In 2019, Moulène had his first institutional exhibition in North America since 2011 at the SculptureCenter. In the exhibition, Moulène premiered More or Less Bone (Formal Topological Optimization), a monumental new work in fiberglass and epoxy paint. For the work, Moulène collaborated with engineers from Aerospace Valley in France with expertise in formal optimization—when the form of an object is defined a process that identifies the "most efficient, least wasteful" solution within a set of variables. Moulène proposed to produce an optimized form connecting a sphere, a spiral staircase, and a knucklebone; he and the engineers then "manipulated the form of this 'object of juncture' to account for a set volume, scale, terrestrial gravity, the material properties of fiberglass, and environment conditions." Mark Bechtel notes that More Or Less Bone is "derived from a mutable relationship that is equivalent in all its variations by topological terms," telegraphing "limitless possibilities while seemingly remaining under absolute control."

== Exhibitions ==
Moulène's works have been exhibited in the Venice Biennial (2019, 2003); the Taipei Biennial (2016 and 2004); the Sharjah Biennial (2010); the First International Biennial of the Image (Laos, 2007); the Sao Paulo Biennial (2002); and Documenta X (1997). Solo exhibitions of Moulène's works have been held at SculptureCenter, New York (2019); Miguel Abreu Gallery (2019, 2017, and 2014); Centre d'art contemporain, Delme (2018); Fondation d'enterprise Hermes, Brussels (2018); Secession, Vienna (2017); Centre Pompidou, Paris (2016–2017); Villa Medici, Rome (2015); Kunstverein Hannover (2014); Dia:Beacon, New York (2012); Carré d'art-Musée d'art contemporain, Nîmes (2009); Culturgest, Lisbon (2007); Musée du Louvre, Paris (2005); and Centre d'Art Contemporain de Genève (2003). Moulène's work has been included in group exhibitions at MoMA PS1 (New York); École Nationale Supérieure des Beaux-Arts de Paris; Centre de la photographie Genève, Miejski Osrodek Sztuki (Gorzów, Poland); S.M.A.K. (Ghent, Belgium); MMOMA (Moscow); Secession (Vienna); Museo Tamayo (Mexico City); Guggenheim Museum Bilbao; Palais de Tokyo (Paris), Punta Della Dogana – Palazzo Grassi (Venice); Witte de With (Rotterdam), ARC / Musée d'Art Moderne de la Ville de Paris; Le Magasin (Grenoble); Yokohama Museum of Art; Triennale de Milano; KW Institute for Contemporary Art (Berlin); Museum Ludwig (Cologne); De Appel (Amsterdam); Landesmuseum Joanneum GmbH Kunsthaus (Graz); Centre Pompidou (Paris); Kunstverein Nürnberg, and elsewhere.

== Monographs ==

- Jean-Luc Moulène Dessins/Drawings 1977–2016 (Dijon: Les Presses Du Reel, 2018)
- Jean-Luc Moulène: Breves, 2017 (Vienna: Secession/Revolver Press, 2017)
- Jean-Luc Moulène (Paris: Centre Pompidou/Editions Dilecta, 2016)
- Jean- Luc Moulène: Documents, 1999-2016 (New York: Sequence Press, 2016)
- 39 Strike Objects: 1999–2000 (New York: Sequence Press, 2016)
- Jean-Luc Moulène: Disjonctions / Opus & Documents / Il Était Une Fois (Vienna: Verlag Für Moderne Kunst, 2014)
- 48 Palestinian Products (Berlin: PhotoCairo3, 2007)
- Opus + One (New Haven: Yale University Press and Dia Art Foundation, 2012)
- Jean-Luc Moulène (Köln: Walther König, 2009)
- Berlin (Gottingene: Steidel, 2000)
- Déposition. Jean-Luc Moulène 1997 (Paris: Paris Musées, 1998)

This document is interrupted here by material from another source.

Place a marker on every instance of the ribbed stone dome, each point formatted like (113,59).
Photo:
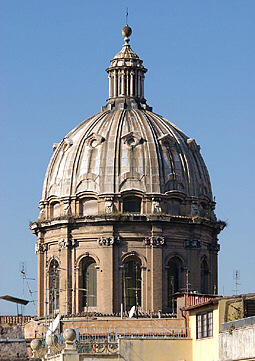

Other texts on his work include Matter and Form: Self-evidence and Surprise: On Jean-Luc Moulène's Objects by Alain Badiou (Sequence Press, 2019) and Torture Concrete: Jean-Luc Moulène and the Protocol of Abstraction by Reza Negarestani (Sequence Press, 2014).

== Collections ==
Moulène's works are held in the collections of the Museum of Modern Art (New York); Tate (London); Museum of Contemporary Art (Los Angeles); Pinault Collection; Dia Art Foundation (New York); Musée de l'art moderne de la ville de Paris; Kadist Art Foundation (Paris); Musée d'Art Moderne et Contemporain (Strasbourg, France); and Centre National des Arts Plastiques (Paris).